Study Reveals TRF's Role in Reshaping Gut Microbiome and Metabolism

The gut microbiome—a diverse community of bacteria and other microorganisms in the gastrointestinal tract—plays an important role in converting food into energy.

Many of these microbes follow daily cycles of activity. However, high-fat diets and other factors can disrupt these cycles, increasing the risk of metabolic disease.

A recent study from researchers at the University of California, San Diego, and their collaborators explored whether time-restricted feeding (TRF) could restore these microbial cycles in mice fed a high-fat diet. TRF limits food intake to a specific time window each day. By analyzing daily patterns of microbial gene expression, the researchers identified a key enzyme, bile salt hydrolase (BSH), which appears to influence metabolic health.

To test its effect, they inserted the bsh gene into a harmless gut bacterium. Mice given this modified microbe showed reduced body fat, improved insulin sensitivity, and better glucose control. These outcomes were similar to those seen in mice following a time-restricted eating schedule. The findings could inform future treatments for obesity, diabetes, and other metabolic conditions. The study was published on June 18, 2025, in Cell Host and Microbe.

To study how TRF affects microbial activity, the researchers used metatranscriptomics—a method that captures real-time gene expression in gut microbes. Because TRF changes the timing of food intake, the researchers expected it to also influence the timing of microbial activity, in ways that traditional methods might miss.

They examined the microbiome activity in three groups of mice:

1. One group ate a high-fat diet under TRF (eight hours per day),

2. One group ate the same high-fat diet with unrestricted access to food,

3. A control group had a standard diet with food available at all times.

After eight weeks, they observed the following:

• TRF protected mice from metabolic dysfunction despite the high-fat diet. This supports earlier research showing TRF’s positive effects on glucose regulation and body composition.

• Metatranscriptomic analysis revealed that microbial gene activity closely followed food intake timing. This showed that TRF influences not only which microbes are present, but also what they do and when.

• TRF partially restored daily cycles in microbial gene activity. These cycles had been disrupted in mice with constant access to a high-fat diet. Although not fully restored to the level seen in healthy controls, TRF triggered notable changes in microbial behavior, especially in genes related to carbohydrate and lipid metabolism.

These functional changes were only detectable at the RNA level using metatranscriptomics. Traditional metagenomic techniques, which only identify the presence of microbial genes, did not capture these time-dependent patterns.

By looking at RNA, we are able to capture the dynamic changes of these microbes compared to metagenomics, where we do not see changes.

Stephany Flores Ramos, Ph.D., Study First Author and Postdoctoral Researcher, UC San Diego School of Medicine

While the data suggest that TRF influences microbial function in ways that benefit the host, the researchers also tested whether specific microbial activities directly contribute to those benefits.

We have long suspected that the metabolic benefits of time-restricted feeding might be driven by changes in the gut microbiome.
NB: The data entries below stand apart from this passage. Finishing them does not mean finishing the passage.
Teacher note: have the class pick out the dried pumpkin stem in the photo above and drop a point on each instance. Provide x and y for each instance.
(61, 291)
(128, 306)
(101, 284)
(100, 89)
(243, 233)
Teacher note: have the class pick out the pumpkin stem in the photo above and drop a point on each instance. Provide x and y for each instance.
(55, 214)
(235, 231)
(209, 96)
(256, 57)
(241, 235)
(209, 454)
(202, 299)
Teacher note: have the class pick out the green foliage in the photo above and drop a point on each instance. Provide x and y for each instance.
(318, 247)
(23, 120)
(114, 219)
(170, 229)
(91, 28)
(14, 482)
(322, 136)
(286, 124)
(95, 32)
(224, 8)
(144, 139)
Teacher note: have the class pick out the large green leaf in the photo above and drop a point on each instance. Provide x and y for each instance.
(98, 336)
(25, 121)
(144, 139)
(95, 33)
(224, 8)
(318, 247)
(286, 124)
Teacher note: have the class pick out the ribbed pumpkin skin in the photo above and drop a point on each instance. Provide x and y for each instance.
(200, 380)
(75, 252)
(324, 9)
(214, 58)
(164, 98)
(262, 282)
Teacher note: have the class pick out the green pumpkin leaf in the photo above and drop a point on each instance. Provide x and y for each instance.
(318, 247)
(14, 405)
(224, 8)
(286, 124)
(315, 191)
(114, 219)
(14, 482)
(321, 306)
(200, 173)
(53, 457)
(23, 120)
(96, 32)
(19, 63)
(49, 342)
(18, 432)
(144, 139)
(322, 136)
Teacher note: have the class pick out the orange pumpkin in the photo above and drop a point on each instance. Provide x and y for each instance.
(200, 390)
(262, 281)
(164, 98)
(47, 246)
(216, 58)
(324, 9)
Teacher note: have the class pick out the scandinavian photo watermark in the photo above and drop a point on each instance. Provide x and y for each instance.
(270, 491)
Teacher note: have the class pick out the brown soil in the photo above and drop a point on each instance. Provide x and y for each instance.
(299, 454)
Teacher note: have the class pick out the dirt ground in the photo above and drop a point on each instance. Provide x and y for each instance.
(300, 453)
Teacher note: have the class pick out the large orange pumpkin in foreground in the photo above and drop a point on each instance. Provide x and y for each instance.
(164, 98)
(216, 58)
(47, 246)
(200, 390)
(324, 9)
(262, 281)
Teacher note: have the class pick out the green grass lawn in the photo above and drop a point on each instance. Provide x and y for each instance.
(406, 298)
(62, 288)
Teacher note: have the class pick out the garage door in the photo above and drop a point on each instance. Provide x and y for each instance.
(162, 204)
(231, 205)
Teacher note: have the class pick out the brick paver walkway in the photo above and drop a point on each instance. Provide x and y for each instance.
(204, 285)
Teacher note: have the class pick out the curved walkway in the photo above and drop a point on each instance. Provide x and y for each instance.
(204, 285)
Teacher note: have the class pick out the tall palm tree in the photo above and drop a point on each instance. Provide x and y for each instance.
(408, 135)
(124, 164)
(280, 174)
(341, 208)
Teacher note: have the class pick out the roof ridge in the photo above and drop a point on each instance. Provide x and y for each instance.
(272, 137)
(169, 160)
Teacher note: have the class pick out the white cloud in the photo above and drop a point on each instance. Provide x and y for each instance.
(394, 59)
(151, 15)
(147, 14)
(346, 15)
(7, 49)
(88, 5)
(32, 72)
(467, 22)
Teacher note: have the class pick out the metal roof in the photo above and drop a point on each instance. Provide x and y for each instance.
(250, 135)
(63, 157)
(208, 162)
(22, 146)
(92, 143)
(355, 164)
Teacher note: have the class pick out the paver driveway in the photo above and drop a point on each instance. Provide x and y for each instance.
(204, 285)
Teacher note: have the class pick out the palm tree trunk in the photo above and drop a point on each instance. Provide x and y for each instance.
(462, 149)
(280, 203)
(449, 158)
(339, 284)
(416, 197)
With this study, we were finally able to test that idea directly.

Amir Zarrinpar, M.D., Ph.D., Study Senior Author, Associate Professor and, School of Medicine, University of California, San Diego

They focused on the expression of bile salt hydrolase (BSH), an enzyme involved in lipid digestion and glucose metabolism. Previous studies from Zarrinpar's group had suggested that BSH activity might help improve metabolic health. In this study, TRF increased bsh gene expression during the day in the gut bacterium Dubosiella newyorkensis, which has a similar enzyme in humans.

Based on this finding, the researchers engineered several gut bacteria to express different versions of the bsh gene. These included variants that were more active after high-fat feeding, under normal conditions, and during TRF. When tested in mice, only the variant from D. newyorkensis—which showed higher expression during TRF—led to improvements in metabolism.
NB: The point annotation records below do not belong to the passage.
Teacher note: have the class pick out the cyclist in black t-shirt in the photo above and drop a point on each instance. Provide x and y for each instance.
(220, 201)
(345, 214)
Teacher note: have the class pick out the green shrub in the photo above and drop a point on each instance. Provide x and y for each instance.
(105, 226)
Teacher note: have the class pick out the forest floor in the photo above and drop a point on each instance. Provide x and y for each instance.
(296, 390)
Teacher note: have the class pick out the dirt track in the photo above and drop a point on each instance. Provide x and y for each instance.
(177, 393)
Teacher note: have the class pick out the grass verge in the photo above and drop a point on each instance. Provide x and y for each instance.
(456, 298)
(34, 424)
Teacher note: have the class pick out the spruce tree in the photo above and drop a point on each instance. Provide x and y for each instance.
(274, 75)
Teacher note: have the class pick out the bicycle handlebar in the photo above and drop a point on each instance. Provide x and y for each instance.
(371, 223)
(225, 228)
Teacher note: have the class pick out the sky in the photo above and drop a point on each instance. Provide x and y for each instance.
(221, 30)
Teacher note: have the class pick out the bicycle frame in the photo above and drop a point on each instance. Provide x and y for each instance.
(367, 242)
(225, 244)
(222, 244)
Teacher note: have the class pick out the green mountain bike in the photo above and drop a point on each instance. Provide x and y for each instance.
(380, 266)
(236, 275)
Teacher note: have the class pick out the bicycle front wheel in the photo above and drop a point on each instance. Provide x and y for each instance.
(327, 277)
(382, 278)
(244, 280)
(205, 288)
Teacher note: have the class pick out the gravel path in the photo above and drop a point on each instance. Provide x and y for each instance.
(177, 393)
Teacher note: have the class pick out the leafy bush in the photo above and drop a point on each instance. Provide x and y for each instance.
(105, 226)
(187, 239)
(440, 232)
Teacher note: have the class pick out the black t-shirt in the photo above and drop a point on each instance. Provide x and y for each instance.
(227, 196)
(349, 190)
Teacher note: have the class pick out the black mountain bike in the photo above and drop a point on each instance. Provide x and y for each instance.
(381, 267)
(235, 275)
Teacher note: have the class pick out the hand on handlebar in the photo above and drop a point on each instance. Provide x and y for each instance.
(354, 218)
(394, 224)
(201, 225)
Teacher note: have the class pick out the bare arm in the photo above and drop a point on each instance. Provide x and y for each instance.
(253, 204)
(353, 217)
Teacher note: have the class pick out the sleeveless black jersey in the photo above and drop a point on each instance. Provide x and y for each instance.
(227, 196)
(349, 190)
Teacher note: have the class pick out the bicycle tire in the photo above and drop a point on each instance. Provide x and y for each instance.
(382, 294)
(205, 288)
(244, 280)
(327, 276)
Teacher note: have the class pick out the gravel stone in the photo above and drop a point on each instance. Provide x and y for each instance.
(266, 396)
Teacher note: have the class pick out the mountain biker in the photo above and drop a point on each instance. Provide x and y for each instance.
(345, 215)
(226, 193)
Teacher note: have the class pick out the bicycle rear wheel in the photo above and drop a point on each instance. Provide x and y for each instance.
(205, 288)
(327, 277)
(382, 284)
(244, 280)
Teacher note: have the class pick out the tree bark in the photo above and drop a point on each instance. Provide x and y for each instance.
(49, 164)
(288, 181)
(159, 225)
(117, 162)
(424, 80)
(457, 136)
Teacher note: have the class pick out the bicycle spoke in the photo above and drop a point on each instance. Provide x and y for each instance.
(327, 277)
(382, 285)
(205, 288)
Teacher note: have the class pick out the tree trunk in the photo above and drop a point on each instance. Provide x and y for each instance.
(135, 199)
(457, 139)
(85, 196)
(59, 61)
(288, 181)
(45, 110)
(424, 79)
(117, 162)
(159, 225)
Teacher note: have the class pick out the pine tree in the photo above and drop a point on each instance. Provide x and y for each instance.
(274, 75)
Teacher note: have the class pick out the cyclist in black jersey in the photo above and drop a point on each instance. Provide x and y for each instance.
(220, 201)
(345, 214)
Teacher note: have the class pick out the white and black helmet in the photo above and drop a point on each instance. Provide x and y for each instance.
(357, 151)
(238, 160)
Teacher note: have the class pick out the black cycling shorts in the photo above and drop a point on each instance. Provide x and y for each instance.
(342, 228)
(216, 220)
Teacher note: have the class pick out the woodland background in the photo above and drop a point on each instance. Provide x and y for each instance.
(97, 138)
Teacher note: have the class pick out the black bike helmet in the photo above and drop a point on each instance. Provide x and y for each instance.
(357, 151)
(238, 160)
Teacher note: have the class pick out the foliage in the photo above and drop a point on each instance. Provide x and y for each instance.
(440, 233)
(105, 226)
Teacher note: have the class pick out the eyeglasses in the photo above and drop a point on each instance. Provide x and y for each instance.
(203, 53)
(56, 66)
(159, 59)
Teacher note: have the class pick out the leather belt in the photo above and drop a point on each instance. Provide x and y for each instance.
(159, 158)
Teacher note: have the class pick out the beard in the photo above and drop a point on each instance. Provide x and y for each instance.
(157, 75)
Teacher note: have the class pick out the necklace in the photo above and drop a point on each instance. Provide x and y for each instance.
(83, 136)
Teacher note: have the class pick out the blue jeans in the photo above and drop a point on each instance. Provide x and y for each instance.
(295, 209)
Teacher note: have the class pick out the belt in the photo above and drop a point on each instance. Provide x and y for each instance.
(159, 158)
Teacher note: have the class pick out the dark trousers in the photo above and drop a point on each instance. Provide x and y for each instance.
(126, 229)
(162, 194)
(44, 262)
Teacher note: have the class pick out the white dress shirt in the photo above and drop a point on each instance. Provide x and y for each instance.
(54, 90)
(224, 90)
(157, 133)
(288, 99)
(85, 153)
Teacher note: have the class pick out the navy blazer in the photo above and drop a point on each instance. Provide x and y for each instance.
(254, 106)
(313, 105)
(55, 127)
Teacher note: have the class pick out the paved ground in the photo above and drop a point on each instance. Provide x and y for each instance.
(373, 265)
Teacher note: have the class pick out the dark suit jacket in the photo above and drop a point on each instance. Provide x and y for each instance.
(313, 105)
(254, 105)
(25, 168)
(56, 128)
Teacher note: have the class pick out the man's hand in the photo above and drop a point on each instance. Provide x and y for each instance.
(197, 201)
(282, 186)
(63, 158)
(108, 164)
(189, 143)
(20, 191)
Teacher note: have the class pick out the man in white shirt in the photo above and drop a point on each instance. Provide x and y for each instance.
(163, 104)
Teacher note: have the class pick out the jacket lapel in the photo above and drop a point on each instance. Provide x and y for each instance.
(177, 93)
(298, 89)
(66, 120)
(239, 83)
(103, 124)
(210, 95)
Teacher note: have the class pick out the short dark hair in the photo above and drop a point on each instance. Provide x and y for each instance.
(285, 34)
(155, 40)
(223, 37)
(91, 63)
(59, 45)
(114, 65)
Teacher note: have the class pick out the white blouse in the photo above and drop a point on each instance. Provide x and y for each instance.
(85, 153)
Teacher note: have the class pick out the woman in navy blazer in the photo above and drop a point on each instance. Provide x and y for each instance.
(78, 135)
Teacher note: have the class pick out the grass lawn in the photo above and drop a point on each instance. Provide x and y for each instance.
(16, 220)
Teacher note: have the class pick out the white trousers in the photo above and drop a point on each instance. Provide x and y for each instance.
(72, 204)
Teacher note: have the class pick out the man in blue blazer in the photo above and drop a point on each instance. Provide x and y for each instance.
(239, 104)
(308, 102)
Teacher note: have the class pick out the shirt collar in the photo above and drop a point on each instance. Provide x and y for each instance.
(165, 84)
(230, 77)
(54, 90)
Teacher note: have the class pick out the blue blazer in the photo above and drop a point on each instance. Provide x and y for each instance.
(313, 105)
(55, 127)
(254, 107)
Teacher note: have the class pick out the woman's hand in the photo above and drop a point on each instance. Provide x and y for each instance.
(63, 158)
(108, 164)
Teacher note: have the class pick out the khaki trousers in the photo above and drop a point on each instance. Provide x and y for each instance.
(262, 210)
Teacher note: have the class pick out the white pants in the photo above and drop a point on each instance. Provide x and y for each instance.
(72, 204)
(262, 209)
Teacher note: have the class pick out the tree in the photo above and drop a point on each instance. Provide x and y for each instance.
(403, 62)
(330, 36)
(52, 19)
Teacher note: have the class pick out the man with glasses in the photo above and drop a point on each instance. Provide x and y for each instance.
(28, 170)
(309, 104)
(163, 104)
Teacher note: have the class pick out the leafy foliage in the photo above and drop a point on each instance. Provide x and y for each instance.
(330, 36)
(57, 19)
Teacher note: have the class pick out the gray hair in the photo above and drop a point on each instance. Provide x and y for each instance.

Zarrinpar added, “Mice given these engineered bacteria had better blood sugar control, lower insulin levels, less body fat, and more lean mass. This demonstrates how metatranscriptomics can help identify time-dependent microbial functions that may be directly responsible for improving host metabolism. It also shows the potential for designing targeted microbial therapies based on these functional insights.”

The next step will be to test the engineered bacteria in mouse models of obesity or diabetes caused by a high-fat diet. This will help determine whether the observed benefits hold in disease conditions.

“We also plan to explore other time-sensitive microbial genes uncovered by our data to develop additional engineered bacteria that could improve metabolic health,” Zarrinpar concluded.